Unlike most of the Arab countries and other Islamic nations of the world, Turkey practices politics within a framework of a secular parliamentary representative democratic republic, whereby the Prime Minister of Turkey is the head of government, and of a pluriform multi-party system. Executive power is exercised by the government. Legislative power is vested in both the government and the Grand National Assembly of Turkey. The Judiciary is independent of the executive and the legislature. Its current constitution was adopted on November 7, 1982 after a period of military rule, and enshrines the principle of secularism.

Turkey’s political system is based on a separation of powers. Its constitution is called Anayasa or Constitution.

But it’s that constitution that seems to be under threat, from hardline Islamists of the ruling government itself!

With fears of reversal of the secular nature of their constitution, Turks have started rallying together to fight any assault on the nature and character of the constitution.

Cumhuriyet Mitingleri or ‘The Republic Protests’ represents a series of peaceful mass rallies in Turkey that had taken place in 2007. The first one took place in Ankara on 14 April just two days before the start of the presidential election process. The second one took place in Istanbul on 29 April.

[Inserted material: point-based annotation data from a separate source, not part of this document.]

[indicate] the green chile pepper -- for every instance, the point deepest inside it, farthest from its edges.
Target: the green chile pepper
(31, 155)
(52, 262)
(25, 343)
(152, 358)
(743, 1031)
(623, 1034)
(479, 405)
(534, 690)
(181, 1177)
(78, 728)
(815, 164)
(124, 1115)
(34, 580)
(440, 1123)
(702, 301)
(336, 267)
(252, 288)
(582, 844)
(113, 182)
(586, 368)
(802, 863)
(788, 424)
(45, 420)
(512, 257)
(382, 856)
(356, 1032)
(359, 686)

Third and fourth rallies had taken place consecutively in Manisa and Çanakkale on 5 May. A fifth rally is scheduled to take place on 13 May in İzmir. (League would have gone to press prior to the date)

The April 14 protest rally was one of the largest that Turkey has seen in years. The target of the first protest was the possible presidential candidacy of the current Prime Minister Recep Tayyip Erdoğan (the outcome of which will be determined by the Turkish Grand National Assembly, in which Erdoğan’s Justice and Development Party (AKP) has a healthy majority).

The size of the rallies may be unprecedented for the recent years, but Turkey’s preservation and maintenance of its secular identity has been an issue and source of tension long before the demonstration.

In the past, Erdoğan has spoken out against the active restrictions on wearing the Islamic-style head scarves in government offices and schools, and taken steps to bolster religious institutions. According to the Guardian Unlimited, Erdoğan showed his Islamist nature when he initiated a move in 2004 to criminalize adultery, which eventually failed under intense pressure from the secularist forces in the country and the European Union, which Turkey has been trying to join.

General Yaşar Büyükanıt, chief of the Turkish military, warned against Islamic fundamentalism in October 2006. Prime minister Erdoğan replied, stating that there was no such threat. In a press conference two days prior to the demonstration Büyükanıt stated: “We hope that someone is elected president who is loyal to the principles of the republic — not just in words but in essence.” This statement was widely interpreted as a hint from the General urging Erdoğan not to run!

This is an unique feature of Turkish politics. The secular nature of the country was obtained almost by force by the Turkish army, under the leadership of Mustafa Kemal Attaturk, the father of Turkish nation. And even today, the armed forces are ever vigilant about any attack on that fiber of the constitution.

For once, in one corner of the world, a proactive army is good for the general populace.